Question

In a recent Dunkin Donuts (DD) commercial, it states that 58% of Americans prefer to drink their coffee. Of the five hundred randomly selected people who were asked if they preferred DD coffees, 325 said they did. As a DD fanatic, you are interested in determining if the proportion of Americans who prefer to drink DD coffee is actually more than what was advertised. (alpha = 0.05) Show all your work. State the null and alternative hypotheses. Define the parameter.

Answer 1

We conclude that the proportion of Americans who prefer to drink DD coffee is actually more than what was advertised.

Explanation:

We are given that in a recent Dunkin Donuts (DD) commercial, it states that 58% of Americans prefer to drink their coffee.

Of the five hundred randomly selected people who were asked if they preferred DD coffees, 325 said they did.

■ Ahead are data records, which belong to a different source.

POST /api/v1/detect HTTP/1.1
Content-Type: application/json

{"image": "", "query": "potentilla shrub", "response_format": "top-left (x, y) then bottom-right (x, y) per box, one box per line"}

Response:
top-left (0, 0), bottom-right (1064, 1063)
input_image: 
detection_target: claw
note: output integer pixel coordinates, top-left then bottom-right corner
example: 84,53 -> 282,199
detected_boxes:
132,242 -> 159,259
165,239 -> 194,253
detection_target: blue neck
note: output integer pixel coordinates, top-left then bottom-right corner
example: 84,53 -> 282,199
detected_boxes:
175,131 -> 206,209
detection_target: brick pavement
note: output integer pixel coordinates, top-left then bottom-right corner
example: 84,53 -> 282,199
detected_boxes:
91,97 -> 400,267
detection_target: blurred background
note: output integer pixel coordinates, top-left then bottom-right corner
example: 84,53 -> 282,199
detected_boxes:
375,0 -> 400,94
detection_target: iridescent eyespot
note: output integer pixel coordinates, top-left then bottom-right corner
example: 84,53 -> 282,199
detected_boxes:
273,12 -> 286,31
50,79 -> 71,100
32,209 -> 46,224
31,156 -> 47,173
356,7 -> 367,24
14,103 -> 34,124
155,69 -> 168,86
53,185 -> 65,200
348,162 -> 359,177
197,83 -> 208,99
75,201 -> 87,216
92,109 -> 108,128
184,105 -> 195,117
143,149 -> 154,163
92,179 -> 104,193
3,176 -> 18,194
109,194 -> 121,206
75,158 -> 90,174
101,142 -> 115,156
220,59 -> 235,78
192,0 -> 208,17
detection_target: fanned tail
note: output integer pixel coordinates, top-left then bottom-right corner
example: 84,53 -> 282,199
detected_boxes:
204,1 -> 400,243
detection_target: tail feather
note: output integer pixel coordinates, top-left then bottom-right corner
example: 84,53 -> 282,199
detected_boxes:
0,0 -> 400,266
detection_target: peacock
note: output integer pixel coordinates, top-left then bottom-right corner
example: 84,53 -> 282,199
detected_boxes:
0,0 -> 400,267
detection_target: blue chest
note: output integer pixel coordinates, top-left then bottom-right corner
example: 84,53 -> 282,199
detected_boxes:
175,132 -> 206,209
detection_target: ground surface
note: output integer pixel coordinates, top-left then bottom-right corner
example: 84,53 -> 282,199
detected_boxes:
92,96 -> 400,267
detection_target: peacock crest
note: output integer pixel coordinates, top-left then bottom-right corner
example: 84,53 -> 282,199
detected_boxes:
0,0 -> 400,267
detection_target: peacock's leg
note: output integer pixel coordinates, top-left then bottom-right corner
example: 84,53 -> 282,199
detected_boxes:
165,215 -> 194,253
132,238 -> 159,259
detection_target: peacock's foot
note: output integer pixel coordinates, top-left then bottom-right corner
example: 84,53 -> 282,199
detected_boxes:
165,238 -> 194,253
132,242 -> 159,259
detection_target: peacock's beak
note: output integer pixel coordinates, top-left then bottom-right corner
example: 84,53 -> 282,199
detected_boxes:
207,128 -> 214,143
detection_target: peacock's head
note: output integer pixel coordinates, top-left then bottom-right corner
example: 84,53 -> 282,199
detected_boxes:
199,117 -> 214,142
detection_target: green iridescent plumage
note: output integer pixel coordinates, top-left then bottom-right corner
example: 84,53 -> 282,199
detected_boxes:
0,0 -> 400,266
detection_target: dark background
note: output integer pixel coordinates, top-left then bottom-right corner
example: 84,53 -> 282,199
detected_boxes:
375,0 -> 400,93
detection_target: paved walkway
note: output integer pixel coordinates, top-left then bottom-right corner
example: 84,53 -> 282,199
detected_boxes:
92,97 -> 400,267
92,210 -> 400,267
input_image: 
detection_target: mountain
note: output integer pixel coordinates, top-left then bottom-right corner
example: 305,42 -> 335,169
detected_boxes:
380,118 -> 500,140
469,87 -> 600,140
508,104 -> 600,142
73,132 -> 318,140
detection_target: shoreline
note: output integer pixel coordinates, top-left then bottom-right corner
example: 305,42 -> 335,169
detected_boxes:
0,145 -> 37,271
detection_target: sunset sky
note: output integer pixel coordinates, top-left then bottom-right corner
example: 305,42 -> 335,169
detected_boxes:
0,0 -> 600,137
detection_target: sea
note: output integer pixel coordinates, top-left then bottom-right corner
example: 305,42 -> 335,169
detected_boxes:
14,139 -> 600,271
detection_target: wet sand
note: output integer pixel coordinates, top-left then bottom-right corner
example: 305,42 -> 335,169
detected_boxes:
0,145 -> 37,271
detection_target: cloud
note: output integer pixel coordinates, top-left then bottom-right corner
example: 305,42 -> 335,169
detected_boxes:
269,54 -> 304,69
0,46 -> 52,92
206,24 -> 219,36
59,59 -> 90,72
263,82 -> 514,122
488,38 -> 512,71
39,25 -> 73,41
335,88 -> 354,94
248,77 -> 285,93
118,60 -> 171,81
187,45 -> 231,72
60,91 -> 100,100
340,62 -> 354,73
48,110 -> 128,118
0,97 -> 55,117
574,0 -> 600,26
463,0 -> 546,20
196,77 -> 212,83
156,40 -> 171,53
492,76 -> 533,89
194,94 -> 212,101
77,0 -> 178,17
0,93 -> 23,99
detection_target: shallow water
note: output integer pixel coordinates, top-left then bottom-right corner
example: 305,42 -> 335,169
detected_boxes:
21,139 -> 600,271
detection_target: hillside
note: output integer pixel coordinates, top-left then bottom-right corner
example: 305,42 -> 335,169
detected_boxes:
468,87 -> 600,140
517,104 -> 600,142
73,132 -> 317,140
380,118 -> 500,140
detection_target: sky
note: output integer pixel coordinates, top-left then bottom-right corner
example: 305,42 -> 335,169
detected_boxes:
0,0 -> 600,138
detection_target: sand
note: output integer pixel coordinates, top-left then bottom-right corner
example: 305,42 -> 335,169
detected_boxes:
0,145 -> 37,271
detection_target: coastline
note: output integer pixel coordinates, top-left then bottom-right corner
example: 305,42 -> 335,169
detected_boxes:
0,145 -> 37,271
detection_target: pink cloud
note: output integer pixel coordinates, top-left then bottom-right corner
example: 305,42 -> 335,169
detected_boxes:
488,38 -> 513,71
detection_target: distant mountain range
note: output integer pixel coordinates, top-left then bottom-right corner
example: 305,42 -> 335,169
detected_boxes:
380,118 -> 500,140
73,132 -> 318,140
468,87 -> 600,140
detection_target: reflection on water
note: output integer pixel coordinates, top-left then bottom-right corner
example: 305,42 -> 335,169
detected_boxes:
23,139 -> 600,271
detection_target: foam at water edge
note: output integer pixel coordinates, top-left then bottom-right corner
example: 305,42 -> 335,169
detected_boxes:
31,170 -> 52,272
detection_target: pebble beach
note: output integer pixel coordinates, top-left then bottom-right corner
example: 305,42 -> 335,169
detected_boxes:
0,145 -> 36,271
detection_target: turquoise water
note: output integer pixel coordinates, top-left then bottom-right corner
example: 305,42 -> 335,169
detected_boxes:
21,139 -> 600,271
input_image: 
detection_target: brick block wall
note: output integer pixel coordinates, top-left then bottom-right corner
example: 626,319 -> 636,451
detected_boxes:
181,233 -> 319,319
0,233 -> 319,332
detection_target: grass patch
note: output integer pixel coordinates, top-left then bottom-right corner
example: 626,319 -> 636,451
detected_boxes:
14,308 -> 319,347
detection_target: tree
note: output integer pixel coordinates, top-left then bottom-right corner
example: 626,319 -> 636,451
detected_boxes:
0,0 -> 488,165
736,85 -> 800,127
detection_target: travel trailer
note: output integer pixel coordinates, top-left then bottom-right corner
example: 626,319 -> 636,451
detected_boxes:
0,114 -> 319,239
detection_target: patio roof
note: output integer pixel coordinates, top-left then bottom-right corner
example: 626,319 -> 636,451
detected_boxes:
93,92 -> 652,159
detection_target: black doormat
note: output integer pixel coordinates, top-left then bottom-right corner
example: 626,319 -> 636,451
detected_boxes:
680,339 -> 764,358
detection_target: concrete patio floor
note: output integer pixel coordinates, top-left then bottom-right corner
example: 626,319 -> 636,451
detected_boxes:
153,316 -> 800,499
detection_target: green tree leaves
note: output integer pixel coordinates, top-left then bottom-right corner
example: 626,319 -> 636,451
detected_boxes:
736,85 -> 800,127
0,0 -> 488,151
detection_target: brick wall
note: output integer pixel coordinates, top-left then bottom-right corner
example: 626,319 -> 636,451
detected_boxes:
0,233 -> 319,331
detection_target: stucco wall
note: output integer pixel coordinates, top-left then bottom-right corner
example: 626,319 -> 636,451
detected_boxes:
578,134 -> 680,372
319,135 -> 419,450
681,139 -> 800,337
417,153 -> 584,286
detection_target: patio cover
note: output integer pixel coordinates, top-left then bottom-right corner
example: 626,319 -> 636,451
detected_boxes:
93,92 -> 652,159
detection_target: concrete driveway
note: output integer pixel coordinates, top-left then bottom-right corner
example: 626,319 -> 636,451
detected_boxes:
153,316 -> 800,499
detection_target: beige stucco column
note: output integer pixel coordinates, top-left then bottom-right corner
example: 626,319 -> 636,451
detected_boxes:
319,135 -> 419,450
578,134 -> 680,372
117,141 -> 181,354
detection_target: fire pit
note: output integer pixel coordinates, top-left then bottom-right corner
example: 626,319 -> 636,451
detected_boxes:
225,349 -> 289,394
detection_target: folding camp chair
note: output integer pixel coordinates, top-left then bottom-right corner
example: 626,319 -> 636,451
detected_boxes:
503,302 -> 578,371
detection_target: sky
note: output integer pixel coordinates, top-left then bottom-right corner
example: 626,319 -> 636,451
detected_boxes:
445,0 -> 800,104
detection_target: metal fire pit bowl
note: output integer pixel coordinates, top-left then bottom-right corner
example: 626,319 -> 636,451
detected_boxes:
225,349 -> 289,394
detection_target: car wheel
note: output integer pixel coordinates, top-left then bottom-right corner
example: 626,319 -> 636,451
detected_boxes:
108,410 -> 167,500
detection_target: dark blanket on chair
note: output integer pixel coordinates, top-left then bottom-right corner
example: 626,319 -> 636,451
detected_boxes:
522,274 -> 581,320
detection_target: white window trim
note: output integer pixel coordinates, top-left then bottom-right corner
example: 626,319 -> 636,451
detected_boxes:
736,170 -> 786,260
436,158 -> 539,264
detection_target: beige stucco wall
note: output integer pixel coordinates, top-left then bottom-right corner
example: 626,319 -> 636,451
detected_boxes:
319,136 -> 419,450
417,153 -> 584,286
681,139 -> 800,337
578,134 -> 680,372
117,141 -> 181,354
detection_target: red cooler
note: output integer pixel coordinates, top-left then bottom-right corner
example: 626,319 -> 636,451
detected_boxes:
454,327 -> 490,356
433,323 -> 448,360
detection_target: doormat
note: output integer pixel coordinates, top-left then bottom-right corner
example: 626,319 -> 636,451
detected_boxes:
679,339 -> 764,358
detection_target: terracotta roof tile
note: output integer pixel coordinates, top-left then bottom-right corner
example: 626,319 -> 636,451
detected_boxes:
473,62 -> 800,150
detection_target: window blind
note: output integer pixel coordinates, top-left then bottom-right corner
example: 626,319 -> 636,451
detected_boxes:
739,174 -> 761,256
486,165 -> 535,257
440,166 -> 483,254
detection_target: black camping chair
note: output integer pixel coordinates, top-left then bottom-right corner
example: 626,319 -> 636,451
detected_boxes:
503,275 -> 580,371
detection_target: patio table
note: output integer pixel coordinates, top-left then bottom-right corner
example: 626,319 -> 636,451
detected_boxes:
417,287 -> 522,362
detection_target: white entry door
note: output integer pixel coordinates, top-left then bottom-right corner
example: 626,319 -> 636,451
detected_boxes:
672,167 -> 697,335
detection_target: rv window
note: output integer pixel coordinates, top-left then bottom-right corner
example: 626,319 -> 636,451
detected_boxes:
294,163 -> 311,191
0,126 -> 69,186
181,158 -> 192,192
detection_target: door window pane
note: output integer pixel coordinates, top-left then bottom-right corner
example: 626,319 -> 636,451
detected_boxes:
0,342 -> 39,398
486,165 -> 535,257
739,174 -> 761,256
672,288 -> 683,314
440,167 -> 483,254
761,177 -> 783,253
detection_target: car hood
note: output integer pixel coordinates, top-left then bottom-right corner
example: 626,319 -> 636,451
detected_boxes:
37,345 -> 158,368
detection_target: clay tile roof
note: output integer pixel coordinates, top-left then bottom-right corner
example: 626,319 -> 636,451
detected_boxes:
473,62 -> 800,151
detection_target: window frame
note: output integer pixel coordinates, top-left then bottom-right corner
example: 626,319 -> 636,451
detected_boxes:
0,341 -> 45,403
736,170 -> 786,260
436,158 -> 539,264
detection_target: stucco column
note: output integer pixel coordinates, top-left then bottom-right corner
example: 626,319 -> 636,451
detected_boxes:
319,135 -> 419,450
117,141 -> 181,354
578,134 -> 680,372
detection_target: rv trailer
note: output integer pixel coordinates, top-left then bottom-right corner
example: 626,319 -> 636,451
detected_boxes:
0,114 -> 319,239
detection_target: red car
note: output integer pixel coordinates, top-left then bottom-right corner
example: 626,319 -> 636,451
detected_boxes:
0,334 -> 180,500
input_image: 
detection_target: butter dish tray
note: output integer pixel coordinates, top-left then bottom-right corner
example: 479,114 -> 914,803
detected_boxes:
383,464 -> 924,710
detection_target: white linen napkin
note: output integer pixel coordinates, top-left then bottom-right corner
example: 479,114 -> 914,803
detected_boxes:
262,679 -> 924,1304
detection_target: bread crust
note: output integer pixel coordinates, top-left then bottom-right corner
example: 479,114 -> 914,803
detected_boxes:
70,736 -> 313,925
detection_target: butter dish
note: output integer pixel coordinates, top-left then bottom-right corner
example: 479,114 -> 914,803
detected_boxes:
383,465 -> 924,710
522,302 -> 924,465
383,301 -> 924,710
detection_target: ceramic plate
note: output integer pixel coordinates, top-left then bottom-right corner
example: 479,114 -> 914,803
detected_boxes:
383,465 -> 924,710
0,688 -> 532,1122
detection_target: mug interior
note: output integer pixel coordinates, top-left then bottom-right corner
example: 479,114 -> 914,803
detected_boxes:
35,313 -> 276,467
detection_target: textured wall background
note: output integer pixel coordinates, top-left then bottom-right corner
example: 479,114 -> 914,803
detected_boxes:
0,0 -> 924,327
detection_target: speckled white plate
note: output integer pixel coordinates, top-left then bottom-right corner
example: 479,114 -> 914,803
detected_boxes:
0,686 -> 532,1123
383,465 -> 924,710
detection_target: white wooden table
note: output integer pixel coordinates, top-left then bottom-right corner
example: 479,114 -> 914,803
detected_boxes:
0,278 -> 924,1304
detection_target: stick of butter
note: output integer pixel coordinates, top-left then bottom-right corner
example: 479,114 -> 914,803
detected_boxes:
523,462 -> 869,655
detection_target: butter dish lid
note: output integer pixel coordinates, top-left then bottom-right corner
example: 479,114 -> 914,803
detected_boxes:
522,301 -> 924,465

Let p = proportion of Americans who prefer to drink DD coffee

SO, Null Hypothesis,
`H_0` : p
`\leq` 58% {means that the proportion of Americans who prefer to drink DD coffee is actually less than or equal to what was advertised}

Alternate Hypothesis,
`H_A` : p > 58% {means that the proportion of Americans who prefer to drink DD coffee is actually more than what was advertised}

The test statistics that will be used here is One-sample z proportion statistics;

T.S. =
`\frac{\hat p-p}{{\sqrt{(\hat p(1-\hat p))/(n) } } } }` ~ N(0,1)

where,
`\hat p` = sample proportion of people who prefer to drink DD coffee in a sample of 500 people =
`(325)/(500)` = 65% or 0.65

n = sample of people = 500

So, test statistics =
`\frac{0.65-0.58}{{\sqrt{(0.65(1-0.65))/(500) } } } }`

= 3.282

Now at 0.05 significance level, the z table gives critical value of 1.6449 for right-tailed test. Since our test statistics is more than the critical value of z so we have sufficient evidence to reject our null hypothesis as it will fall in the rejection region.

Therefore, we conclude that the proportion of Americans who prefer to drink DD coffee is actually more than what was advertised.